Cela faisait précisément quatre ans que sa mère était "rouée de coups" par son conjoint, explique-t-elle au journaliste. Celui-ci avait pour habitude de "cacher un couteau". Lorsqu'à 23h, appelée par sa mère et alertée par ses cris, elle fonce vers son domicile, Stella Guitton prévient la gendarmerie dans sa voiture. Mais elle arrivera bien avant les forces de l'ordre. Elle raconte : "J'ai eu le temps de défoncer la porte, d'être menacée par mon beau-père avec son couteau, d'appeler les pompiers, de voir ma mère mourir". Aujourd'hui, son témoignage bouleverse. Et résonne comme un cri d'alarme.
Un cri face à l'assourdissante réalité des féminicides - il s'agit là du 131e meurtre conjugal constaté en France depuis le début de l'année. Face au désarroi des victimes comme Sylvia Walter, qui depuis des années "n'a jamais voulu parler par peur pour elle et pour défendre [son mari]", déplore sa fille. Et, surtout, face au traitement des violences conjugales et à l'accueil des victimes par les autorités compétentes. Stella Guitton raconte ainsi le sentiment de lassitude qu'elle a éprouvé face aux mesures de prévention et de protection proposées par les gendarmes, bien avant le drame. Comme ces invitations à quitter son domicile ou à porter plainte.

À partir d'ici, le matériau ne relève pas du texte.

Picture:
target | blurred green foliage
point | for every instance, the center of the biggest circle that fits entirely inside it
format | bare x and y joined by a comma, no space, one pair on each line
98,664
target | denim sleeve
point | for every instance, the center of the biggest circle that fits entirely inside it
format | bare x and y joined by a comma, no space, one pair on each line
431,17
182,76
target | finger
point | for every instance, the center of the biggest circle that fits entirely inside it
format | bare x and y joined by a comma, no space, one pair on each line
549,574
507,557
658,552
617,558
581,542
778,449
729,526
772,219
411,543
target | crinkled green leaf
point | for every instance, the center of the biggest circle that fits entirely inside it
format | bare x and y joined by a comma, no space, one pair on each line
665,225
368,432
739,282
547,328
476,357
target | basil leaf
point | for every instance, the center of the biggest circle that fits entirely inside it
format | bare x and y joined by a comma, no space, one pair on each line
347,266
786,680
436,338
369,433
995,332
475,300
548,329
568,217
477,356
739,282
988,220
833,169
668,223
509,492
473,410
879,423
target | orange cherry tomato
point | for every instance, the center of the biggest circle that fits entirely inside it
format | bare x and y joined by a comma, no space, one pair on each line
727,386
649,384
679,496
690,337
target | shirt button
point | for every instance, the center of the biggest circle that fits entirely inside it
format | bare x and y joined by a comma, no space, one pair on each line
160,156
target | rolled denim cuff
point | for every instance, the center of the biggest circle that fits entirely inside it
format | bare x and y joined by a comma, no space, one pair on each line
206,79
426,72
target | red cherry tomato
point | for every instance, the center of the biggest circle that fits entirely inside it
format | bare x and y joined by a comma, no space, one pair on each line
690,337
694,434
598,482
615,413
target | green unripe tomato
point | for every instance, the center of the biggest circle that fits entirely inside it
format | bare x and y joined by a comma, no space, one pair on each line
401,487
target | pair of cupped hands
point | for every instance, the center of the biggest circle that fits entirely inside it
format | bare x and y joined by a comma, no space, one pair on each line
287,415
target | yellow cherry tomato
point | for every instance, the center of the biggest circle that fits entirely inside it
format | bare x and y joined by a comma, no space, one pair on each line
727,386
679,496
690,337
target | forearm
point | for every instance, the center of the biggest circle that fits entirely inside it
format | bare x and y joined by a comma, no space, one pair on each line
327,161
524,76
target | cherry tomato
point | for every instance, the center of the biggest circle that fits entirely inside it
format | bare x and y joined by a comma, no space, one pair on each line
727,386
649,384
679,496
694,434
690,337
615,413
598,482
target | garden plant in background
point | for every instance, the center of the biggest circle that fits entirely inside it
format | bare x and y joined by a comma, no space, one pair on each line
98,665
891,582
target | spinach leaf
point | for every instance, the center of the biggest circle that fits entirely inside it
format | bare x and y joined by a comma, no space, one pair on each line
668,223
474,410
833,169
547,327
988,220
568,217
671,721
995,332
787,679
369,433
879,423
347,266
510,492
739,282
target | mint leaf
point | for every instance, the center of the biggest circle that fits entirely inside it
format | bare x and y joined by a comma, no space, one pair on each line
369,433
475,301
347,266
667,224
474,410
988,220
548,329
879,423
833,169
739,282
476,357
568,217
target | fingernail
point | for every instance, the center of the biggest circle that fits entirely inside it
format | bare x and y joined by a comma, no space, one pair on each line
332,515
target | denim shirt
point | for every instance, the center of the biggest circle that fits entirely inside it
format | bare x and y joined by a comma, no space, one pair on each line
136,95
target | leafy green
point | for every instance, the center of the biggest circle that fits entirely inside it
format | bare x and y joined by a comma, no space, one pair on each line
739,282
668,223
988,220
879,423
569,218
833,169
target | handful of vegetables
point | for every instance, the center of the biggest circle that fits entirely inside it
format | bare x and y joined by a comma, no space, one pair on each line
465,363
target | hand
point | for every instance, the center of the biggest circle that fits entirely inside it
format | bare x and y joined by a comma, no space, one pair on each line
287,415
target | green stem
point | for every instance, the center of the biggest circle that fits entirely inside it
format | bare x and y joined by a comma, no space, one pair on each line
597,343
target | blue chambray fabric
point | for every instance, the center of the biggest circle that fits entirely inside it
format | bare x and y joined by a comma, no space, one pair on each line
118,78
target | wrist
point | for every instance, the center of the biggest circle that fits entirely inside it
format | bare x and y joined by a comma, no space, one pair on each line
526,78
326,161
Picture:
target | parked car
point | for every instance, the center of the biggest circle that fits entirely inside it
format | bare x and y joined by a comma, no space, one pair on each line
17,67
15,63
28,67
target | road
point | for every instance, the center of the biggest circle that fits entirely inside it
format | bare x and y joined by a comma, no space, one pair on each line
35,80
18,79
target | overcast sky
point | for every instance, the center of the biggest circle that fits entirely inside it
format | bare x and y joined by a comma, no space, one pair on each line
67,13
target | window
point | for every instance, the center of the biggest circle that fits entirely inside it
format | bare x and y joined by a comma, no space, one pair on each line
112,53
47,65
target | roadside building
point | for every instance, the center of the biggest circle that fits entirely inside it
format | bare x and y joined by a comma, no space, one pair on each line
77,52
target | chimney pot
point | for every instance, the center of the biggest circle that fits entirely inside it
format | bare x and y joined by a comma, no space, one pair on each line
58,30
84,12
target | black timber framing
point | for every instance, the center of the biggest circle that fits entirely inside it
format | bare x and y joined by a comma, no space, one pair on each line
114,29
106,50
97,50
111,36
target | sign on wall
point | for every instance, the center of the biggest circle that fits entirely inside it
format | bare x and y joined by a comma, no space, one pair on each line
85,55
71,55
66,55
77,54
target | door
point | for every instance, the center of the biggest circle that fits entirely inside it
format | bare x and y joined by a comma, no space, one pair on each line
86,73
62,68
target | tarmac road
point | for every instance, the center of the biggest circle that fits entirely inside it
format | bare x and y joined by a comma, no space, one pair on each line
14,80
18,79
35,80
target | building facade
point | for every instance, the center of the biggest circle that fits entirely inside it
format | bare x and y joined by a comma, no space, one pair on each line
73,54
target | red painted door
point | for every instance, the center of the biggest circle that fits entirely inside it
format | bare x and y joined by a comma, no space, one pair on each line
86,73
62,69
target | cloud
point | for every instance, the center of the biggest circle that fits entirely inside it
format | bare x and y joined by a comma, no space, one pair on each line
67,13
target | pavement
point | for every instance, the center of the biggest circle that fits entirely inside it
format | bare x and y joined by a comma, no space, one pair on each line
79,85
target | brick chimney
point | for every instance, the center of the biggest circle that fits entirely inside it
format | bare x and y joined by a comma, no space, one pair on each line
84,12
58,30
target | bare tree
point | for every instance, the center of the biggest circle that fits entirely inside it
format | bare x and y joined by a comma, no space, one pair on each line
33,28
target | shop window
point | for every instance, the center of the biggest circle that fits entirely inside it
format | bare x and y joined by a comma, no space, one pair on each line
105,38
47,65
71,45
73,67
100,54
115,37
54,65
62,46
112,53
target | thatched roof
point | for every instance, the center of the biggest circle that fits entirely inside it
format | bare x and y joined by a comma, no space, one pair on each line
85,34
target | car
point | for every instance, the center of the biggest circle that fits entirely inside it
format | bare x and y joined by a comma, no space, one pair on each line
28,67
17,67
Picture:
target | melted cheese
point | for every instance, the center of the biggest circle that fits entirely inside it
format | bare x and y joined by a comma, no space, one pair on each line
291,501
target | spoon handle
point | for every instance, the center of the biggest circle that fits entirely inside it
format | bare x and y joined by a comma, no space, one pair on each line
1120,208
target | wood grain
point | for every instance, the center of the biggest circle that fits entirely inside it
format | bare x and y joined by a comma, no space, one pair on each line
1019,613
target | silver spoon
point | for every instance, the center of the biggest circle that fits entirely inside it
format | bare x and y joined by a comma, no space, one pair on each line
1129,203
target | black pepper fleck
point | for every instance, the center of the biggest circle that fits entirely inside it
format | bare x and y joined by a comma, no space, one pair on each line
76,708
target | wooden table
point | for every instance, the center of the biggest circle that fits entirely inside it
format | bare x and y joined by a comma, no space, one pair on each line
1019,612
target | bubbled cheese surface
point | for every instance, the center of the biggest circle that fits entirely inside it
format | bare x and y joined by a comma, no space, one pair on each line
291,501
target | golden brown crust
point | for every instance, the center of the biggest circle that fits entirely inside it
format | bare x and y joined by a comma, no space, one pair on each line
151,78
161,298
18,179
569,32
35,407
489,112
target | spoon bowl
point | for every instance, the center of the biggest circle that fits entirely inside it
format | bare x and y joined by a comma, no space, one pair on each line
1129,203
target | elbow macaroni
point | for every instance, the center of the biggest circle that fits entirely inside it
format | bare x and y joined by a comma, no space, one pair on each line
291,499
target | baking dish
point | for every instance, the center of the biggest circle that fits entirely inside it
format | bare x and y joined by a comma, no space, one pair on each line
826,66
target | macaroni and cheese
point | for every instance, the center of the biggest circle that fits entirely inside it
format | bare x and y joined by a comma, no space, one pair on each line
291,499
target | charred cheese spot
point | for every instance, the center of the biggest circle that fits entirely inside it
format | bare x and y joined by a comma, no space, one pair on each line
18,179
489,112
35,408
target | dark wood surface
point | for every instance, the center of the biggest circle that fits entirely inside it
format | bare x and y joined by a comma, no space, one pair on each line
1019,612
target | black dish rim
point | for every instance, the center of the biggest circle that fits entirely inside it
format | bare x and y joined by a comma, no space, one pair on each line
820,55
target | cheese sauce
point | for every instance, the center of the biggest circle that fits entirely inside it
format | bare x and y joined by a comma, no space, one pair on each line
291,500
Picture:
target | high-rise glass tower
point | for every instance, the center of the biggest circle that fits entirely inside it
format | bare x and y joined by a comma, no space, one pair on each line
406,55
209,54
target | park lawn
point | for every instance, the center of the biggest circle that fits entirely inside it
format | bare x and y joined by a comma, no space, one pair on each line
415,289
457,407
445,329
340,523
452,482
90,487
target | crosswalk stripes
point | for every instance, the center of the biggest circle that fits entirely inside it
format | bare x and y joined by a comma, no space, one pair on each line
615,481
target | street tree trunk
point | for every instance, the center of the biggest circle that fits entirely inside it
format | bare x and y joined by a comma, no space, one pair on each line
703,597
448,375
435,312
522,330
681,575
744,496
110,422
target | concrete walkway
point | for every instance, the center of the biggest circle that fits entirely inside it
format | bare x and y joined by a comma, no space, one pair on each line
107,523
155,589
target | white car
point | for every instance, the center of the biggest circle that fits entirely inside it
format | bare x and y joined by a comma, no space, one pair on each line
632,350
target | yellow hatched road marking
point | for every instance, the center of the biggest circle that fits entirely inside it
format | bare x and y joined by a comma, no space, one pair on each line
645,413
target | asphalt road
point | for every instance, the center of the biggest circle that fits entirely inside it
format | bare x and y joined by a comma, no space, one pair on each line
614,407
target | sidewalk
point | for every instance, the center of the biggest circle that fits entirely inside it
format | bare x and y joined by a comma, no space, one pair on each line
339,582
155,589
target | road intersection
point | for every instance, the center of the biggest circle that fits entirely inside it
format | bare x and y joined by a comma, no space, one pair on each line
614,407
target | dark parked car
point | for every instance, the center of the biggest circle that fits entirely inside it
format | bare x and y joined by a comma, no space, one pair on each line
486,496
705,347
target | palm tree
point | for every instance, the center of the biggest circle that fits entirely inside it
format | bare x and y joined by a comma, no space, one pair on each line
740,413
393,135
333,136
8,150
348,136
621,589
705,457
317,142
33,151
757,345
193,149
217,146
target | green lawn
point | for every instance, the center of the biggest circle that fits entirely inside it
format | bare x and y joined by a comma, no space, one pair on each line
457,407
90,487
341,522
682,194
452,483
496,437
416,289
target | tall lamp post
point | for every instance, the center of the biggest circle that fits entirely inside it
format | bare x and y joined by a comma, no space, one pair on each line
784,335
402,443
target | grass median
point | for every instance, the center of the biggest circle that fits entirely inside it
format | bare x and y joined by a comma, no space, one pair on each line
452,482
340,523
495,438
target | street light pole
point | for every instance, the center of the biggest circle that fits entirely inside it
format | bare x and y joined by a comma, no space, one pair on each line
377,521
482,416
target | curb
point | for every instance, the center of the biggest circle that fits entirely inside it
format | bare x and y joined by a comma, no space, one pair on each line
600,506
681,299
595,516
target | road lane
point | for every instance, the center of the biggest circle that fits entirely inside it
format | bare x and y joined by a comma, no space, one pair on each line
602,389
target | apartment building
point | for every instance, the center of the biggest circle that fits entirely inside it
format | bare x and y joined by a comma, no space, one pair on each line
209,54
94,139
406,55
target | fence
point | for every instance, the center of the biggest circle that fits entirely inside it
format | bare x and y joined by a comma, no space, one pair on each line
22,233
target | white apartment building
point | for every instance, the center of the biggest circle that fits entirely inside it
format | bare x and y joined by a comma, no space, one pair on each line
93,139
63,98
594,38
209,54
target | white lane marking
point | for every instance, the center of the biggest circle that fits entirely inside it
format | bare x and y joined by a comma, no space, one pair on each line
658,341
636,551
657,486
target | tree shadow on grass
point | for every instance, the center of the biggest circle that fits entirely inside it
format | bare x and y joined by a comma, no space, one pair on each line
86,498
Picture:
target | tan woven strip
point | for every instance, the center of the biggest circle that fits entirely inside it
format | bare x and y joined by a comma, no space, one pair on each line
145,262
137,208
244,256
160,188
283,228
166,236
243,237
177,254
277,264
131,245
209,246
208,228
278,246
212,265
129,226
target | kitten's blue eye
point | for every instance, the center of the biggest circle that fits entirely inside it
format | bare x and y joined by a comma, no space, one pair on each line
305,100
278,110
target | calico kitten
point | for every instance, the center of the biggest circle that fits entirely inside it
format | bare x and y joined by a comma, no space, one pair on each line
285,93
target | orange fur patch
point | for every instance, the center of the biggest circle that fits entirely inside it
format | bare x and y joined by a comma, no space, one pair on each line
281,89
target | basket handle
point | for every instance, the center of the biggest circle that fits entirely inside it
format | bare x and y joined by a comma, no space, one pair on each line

"C'est bien beau de porter plainte, mais ça n'aide pas. On lui dit, 'Madame il faut que vous partiez', mais elle leur répond 'Je suis chez moi aussi, j'ai mon chien, j'ai ma vie ici'. Alors on la raccompagne sur le canapé et on lui dit 'Bonne nuit, madame.'. Le lendemain, on n'est même pas sûr qu'elle se réveille", s'attriste désormais la jeune femme endeuillée. C'est encore l'incapacité d'un système dans sa globalité que dénonce avec émoi Stella Guitton. Énoncé au micro de France Bleu, son constat est aussi lucide que douloureux : "Personne n'a voulu nous écouter".
Pour l'ancienne ministre écologiste Cécile Duflot, ce témoignage est l'expression d'une urgence sociale. Un appel à l'action gouvernementale. "La parole de cette toute jeune femme. Sa mère morte dans ses bras. Le coeur à l'envers. La rage impuissante. Alors qu'il serait possible d'agir. Les féminicides ne sont pas une fatalité", explique l'actuelle Directrice générale de l'ONG Oxfam.
Et c'est également sur cela qu'insiste la militante féministe Caroline de Haas, instigatrice du mouvement de protestation et de sensibilisation Nous Toutes, en s'adressant directement au Ministre de l'Intérieur Christophe Castaner et à la Garde des Sceaux et Ministre de la Justice Nicole Belloubet : "Des femmes meurent. L'État ne les protège pas. Réagissez".
Comme une lointaine réponse, Marlène Schiappa a évoqué sur son compte Twitter sa "matinée de travail" consacrée aux "améliorations de la loi", dans le cadre du Grenelle des violences conjugales dont elle est l'initiatrice. C'est à la secrétaire d'État chargé(e) de l'Égalité entre les femmes et les hommes que semble également s'adresser cet impératif : "Réagissez".